Lovely roads through wonderful scenery.
On the subject of Franconia Notch, I thought that the Indian Head was damaged by a rockfall a few years ago?
It made me want to re-visit the area. Perhaps I should ship over my MG ZT 260 V8 which has the Ford Mustang 4.6 litre engine. That would be another unknown car in the USA!
Hi Ian!
The Indian Head rock formation remains, the Old Man of the Mountain rock formation did indeed crumble & fall 10 years ago.
Bob, Thank You for that!
Its probably my old Brain crumbling?
Just remembered Clarks Trading Post with a Reo Speedwagon Railcar.
We saw the Glidden Tour in that area in 1980. Some great cars.
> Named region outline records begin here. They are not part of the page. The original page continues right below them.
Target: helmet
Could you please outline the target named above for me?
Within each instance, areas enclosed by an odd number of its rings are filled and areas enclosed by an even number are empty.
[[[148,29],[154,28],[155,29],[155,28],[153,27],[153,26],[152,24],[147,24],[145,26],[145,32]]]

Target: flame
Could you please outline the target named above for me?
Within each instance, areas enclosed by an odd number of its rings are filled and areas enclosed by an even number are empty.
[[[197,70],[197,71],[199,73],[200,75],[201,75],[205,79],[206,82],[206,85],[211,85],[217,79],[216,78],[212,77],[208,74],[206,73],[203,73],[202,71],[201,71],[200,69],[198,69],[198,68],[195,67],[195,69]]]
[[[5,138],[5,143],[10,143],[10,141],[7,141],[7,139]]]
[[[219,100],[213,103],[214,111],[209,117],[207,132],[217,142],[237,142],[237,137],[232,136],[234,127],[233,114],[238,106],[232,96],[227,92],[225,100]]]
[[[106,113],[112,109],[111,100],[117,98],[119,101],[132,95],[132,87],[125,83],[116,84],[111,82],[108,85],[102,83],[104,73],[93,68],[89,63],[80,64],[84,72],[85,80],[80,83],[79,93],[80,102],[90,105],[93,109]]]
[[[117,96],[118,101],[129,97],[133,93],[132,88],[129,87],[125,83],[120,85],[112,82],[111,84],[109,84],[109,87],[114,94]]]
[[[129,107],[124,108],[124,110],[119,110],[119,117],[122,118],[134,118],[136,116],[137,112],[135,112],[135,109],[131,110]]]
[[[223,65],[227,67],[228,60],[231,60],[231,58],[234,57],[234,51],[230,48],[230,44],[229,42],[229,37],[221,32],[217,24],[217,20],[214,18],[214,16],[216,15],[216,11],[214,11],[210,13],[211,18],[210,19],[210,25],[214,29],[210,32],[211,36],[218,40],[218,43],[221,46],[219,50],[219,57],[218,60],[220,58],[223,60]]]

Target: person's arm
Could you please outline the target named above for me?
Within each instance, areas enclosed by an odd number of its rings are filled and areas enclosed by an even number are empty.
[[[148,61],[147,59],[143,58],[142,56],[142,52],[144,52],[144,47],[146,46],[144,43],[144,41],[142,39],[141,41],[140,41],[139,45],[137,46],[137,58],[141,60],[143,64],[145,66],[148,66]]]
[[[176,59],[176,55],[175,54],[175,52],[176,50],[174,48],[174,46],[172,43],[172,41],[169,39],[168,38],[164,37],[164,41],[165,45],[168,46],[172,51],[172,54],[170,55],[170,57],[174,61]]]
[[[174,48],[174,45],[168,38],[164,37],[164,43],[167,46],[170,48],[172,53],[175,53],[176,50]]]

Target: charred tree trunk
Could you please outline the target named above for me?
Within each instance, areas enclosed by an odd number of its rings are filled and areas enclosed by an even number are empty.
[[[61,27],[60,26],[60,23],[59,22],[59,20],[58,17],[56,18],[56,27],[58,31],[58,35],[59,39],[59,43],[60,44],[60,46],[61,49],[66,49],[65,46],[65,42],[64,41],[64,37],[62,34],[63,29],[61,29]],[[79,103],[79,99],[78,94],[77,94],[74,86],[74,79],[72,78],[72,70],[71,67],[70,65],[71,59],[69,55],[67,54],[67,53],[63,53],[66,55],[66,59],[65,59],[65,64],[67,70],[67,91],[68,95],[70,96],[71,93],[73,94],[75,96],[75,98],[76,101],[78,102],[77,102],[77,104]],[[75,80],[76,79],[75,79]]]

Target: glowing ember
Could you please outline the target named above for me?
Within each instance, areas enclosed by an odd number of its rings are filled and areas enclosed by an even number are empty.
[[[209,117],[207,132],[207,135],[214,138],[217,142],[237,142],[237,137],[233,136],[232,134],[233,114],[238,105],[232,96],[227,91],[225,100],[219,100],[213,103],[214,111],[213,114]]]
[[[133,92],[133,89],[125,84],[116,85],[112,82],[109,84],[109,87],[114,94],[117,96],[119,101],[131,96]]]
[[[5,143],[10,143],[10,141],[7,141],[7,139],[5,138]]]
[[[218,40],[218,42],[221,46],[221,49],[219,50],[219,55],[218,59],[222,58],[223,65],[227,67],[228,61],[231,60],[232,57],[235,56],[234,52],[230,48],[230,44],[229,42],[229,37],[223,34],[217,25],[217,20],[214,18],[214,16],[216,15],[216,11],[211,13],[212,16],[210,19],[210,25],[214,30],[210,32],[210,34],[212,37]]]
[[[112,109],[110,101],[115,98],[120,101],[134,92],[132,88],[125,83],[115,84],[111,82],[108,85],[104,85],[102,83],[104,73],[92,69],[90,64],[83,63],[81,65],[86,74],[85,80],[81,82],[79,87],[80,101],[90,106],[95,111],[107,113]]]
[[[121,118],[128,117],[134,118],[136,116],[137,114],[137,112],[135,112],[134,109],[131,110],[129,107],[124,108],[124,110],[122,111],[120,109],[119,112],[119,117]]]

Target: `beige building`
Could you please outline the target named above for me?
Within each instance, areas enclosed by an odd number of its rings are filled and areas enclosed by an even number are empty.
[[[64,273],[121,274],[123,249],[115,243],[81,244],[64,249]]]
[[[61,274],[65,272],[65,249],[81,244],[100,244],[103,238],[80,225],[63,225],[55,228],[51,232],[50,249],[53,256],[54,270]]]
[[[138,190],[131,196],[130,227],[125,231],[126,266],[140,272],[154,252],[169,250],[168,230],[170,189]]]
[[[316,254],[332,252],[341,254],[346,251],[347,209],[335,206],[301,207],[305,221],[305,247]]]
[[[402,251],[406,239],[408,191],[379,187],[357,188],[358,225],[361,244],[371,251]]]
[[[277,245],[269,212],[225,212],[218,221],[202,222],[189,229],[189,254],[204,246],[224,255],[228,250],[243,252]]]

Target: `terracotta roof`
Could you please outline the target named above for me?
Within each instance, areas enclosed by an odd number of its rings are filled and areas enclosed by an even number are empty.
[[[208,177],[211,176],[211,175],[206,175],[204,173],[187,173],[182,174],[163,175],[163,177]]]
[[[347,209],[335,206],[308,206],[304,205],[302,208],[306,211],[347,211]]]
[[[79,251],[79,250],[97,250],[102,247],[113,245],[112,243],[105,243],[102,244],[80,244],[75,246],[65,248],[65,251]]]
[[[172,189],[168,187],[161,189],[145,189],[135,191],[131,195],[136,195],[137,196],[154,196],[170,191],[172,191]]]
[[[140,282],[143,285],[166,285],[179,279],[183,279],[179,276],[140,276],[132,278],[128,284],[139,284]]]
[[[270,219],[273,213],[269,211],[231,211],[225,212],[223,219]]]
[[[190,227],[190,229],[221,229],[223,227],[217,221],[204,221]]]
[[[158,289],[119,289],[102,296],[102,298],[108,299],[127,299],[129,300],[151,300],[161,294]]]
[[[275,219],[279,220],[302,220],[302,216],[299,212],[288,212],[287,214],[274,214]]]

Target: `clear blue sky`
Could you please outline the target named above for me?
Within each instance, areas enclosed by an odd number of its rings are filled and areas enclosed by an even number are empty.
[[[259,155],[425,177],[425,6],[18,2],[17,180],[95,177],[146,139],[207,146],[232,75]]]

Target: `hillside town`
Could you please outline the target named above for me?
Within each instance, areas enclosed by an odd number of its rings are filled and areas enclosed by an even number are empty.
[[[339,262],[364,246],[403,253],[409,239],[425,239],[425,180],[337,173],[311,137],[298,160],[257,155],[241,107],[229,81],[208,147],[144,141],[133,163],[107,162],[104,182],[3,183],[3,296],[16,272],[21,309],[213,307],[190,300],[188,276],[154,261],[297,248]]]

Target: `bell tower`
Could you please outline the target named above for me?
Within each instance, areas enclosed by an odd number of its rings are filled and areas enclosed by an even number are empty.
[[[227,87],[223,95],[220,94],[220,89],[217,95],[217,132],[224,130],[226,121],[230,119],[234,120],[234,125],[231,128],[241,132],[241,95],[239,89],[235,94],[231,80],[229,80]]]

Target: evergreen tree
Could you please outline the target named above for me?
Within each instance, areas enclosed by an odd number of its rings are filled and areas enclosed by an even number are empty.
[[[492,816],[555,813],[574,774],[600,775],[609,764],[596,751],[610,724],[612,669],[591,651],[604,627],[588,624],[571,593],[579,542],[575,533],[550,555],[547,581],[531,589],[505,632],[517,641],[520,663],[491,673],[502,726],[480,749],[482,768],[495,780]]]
Seems so long ago and now I find it hard to muster the enthusiasm to go through airport security and spend 8 hours in a metal tube to visit your wonderful country!
That would be an interesting car to see as long as you could get it away from the customs gestapo/bureaucracy at the port of entry.
Perhaps I would be better in a Rover SD1 like the one mentioned in the article. They usually had a 3.5 litre ex Buick Rover V8 engine.
A few years ago, my friend ran one as an everyday car. Originally it had belonged to the British Police but to save running costs my pal replaced the V8 with a diesel engine from an Austin Taxi.
An American visitor who was given a ride in the rather slow car, asked if the British Police ever caught any criminals.
He had grasped the fact that the car was an ex police cruiser but failed to register the effect of the engine swap!
there’s a typo in the article that could frustrate some folks. At one place in the article, “madetobedriven” is missing its last “n”!